5. Narayanan Sundaramahalingam Rajkumar v. ACIT (2024 Tax  Pub(DT) 4748 Chen-Trib)

The case is of penalty under Section 270A of the Income Tax Act1961 for underreporting of income due to indexed development expenditure having been disallowed by the assessees. The point of deciding this appeal would be whether, in the case when the AO had estimated the same penalty for underreporting of income can be levied.

Facts of the Case:

Narayanan Sundaramahalingam Rajkumar is individual engaged in the business of developing the plots of housing. In F.Y year 2014-15 the assessee sold his land in Madambakkam Village to M/s. Prathishri Properties. His residential and business premises were also searched along with the Asvini Fisheries Pvt. Ltd. Group pursuant to a search under Section 132 of the Income Tax Act. This led to the initiation of proceedings u/s 153C and the AO disallowed 30% of the indexed cost of development expenses amounting to  Rs.16,63,384 due to failure supporting vouchers were not provided. Underreporting income was the reason for which penalty proceedings under section 270A were initiated and the penalty of Rs. 7,88,122 was imposed at 200% of the tax payable on the underreported income.

Submissions by the Assessee:

It was accepted by the assessee that 30% was disallowed on the indexed cost of development expenses and tax to the extent demanded was paid. However urged that disallowance was based on the non-availability of some vouchers and there was no deliberate intent to suppress income. Assessee has submitted that disallowance was on estimation basis & therefore it does not attract any kind of penalty u/s. 270A. However, it was also submitted that no concealment of income or furnishing of inaccurate particulars are in existence.

Analysis by the Income Tax Officer:

For failing to report the income on account of the development expense disallowed the AO initiated penalty proceedings under Section 270A. The AO held that it was on account of failure to produce the vouchers for the development expense that the expenses were disallowed and thus amounted to income underreported. A penalty of Rs 7,88,122 being 200% of the tax payable on the income underreported was Imposed.

Observations by the CIT:

CIT upheld order of AO in which penalty was levied since Assessee has failed to adequately prove expenditure claimed with required evidence. The CIT felt that disallowance is validly  made the penalty and therefore confirmed the penalty for underreporting income.

Tribunal’s Decision:

Tribunal ruled in favor the assessee and observed that disallowance of 30% of the development expenses was base on the AO’s estimation because some few vouchers are not available. The Tribunal found that the explanation given by the assessee was bonafide and accepted the fact that the missing vouchers had been misplaced and cannot be furnished during the assessment proceedings. The Tribunal further observed that the disallowance was on an estimated basis and that such estimation does not automatically produce an inference of under reporting of income.
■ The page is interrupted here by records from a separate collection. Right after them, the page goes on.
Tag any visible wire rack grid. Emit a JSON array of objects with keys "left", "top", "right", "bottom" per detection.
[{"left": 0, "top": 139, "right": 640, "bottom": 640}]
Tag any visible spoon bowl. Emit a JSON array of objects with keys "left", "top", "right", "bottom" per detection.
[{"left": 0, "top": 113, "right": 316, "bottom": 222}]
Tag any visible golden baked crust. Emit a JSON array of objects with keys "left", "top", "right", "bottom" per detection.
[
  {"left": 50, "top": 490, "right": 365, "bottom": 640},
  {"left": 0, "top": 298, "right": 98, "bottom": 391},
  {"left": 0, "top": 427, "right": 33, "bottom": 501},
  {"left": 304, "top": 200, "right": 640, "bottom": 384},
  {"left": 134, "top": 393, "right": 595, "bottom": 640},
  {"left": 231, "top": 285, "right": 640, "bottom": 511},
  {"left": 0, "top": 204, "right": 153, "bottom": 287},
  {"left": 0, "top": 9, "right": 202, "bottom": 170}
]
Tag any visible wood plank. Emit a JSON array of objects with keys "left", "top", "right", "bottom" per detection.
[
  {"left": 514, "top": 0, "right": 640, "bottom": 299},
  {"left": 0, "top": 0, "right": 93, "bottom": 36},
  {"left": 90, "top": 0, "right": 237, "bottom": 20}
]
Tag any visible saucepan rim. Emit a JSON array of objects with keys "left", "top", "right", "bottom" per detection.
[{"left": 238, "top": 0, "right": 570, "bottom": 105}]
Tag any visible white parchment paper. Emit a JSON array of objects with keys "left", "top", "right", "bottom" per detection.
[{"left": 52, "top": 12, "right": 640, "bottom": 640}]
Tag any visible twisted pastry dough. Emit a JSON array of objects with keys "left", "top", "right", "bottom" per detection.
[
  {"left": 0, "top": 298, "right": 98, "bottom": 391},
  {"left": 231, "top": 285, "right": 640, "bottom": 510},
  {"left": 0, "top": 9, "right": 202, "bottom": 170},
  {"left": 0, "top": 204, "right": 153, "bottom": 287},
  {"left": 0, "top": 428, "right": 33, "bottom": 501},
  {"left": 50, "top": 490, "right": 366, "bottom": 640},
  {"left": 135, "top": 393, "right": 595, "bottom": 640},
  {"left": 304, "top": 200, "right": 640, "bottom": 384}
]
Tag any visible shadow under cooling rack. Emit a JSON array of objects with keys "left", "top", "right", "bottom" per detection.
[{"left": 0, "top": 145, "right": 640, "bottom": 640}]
Referring to Section 270A(6)(a) which states that where the explanation offered by the assessee is found bonafide and supported by all material facts, there cannot be any levy of the penalty. The Tribunal accordingly held this to be not a fit case for the levy of a penalty under the head of under reporting of income. So the penalty was struck out.

 Key Points Take Away:

  • Section 270A penalty:

When the disallowance is on estimated expenses and the assessee satisfactorily explains the discrepancy  no penalty under Section 270A can be levied for underreporting of income.

Estimation of Income:

Under allowances arising out of estimation may not be said to justify imposition of penalty for under or misreporting of income, particularly when the explanation given is reasonable.

Bonafide Explanation:

If an assessee presents bonafide and reasonable explanation of disallowance of expenses provided that all the material facts are disclosed  penalty under Section 270A ought not to be imposed.